Марина Абрамович начала свой творческий путь еще в 1970-х в родном Белграде и сделала из своей жизни непрекращающийся перформанс, в основе которого всегда лежало переживание художника и зрителя, создающее энергетический диалог. Несмотря на критику и непонимание ее творчества со стороны общественности, именно благодаря ей перформанс стал полноценным видом искусства.
Сегодня, 30 ноября, «бабушке перформанса» исполняется 75 лет. По случаю юбилея Марины Абрамович решили собрать главные работы художницы, которые навсегда вошли в историю искусства.
«Ритм 0» (1974)
(фото: Courtesy Marina Abramovic)В 1974 году состоялся один из первых перформансов в карьере Марины Абрамович. В помещении стоял стол, на нем лежало 72 предмета, с помощью которых зрители могли взаимодействовать с ней. Художница представила свое тело в качество пустого холста и на протяжении всего перформанса оставалась неподвижной. Один из участников порезал ей шею лезвием, а другой взял пистолет и приложил его к виску. Много лет спустя Марина Абрамович рассказала, что, когда вернулась в отель и посмотрелась в зеркало, увидела прядь седых волос.
«Смерть себя» (1978)
Марина Абрамович и Улай (фото: Courtesy Marina Abramovic)В 1976 году Марина познакомилась с немецким художником Улаем, который на долгие годы стал ее партером. Именно в их творческом тандеме родилось множество перформансов, которые послужили отражением отношений двух художников. Одним из первых был проект «Смерть себя», для которого Марина и Улай соединили свои рты специальным устройством и дышали воздухом друг друга. Через 17 минут оба упали в обморок от нехватки кислорода.
Imponderabilia (1977)
Марина Абрамович и Улай (фото: Courtesy Marina Abramovic)Через год после знакомства художников в музее Болоньи состоялся один из самых скандальных перформансов пары. Обнаженные Улай и Марина Абрамович стояли у входа на выставку, создавая некую рамку, через которую должен был пройти посетитель (проход был настолько узким, что это можно было сделать только боком). Суть заключалась в том, что каждый из проходящих выбирал, к кому повернуться лицом. Проект должен был длиться три часа, но уже через 90 минут в музей приехала полиция.
«Отношения во времени» (1977)
Марина Абрамович и Улай (фото: Courtesy Marina Abramovic)В рамках этого перформанса Марина и Улай сидели неподвижно со связанными волосами. Это продолжалось по 16 часов каждый день, пока не закончилась выставка. Главная сложность заключалась в том, что от выдержки одного, зависело положение другого.
«Энергия покоя» (1980)
Марина Абрамович и Улай (фото: Courtesy Marina Abramovic)Практически все перформансы Марины Абрамович и Улая были своего рода испытанием доверия в их отношениях.
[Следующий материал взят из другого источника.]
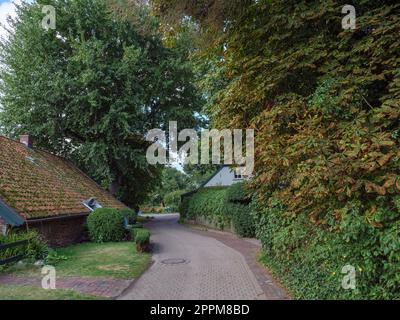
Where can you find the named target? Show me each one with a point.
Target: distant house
(42, 191)
(225, 176)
А работа «Энергия покоя» и вовсе признана одной из самых опасных в истории этого искусства. Во время акции художники стояли друг напротив друга, держа с разных сторон лук со стрелой, слегка отклонившись назад. Одно неверное движение – и стрела попала бы Марине прямо в сердце. Эксперимент длился на протяжении четырех минут. Позже Абрамович рассказывала, что он был самым сложным в ее карьере, потому что ее жизнь находилась в чужих руках.
«Влюбленные» (1988)
Марина Абрамович и Улай, 1980 год (фото: Courtesy of Ulay & Marina Abramovic)В 1980 году Марина Абрамович и Улай решили пожениться на середине Великой Китайской стены. Как подобает союзу художников, они хотели сделать из этого события очередной перформанс. По задумке Улай должен был начать свой путь с пустыни, а Марина – со стороны моря, чтобы встретиться посередине. От властей Китая они ждали разрешения целых восемь лет. К тому моменту их отношения себя исчерпали, но перформанс все равно состоялся. В 1988 году, пройдя огромное расстояние, он встретились, чтобы обняться и разойтись на долгие годы.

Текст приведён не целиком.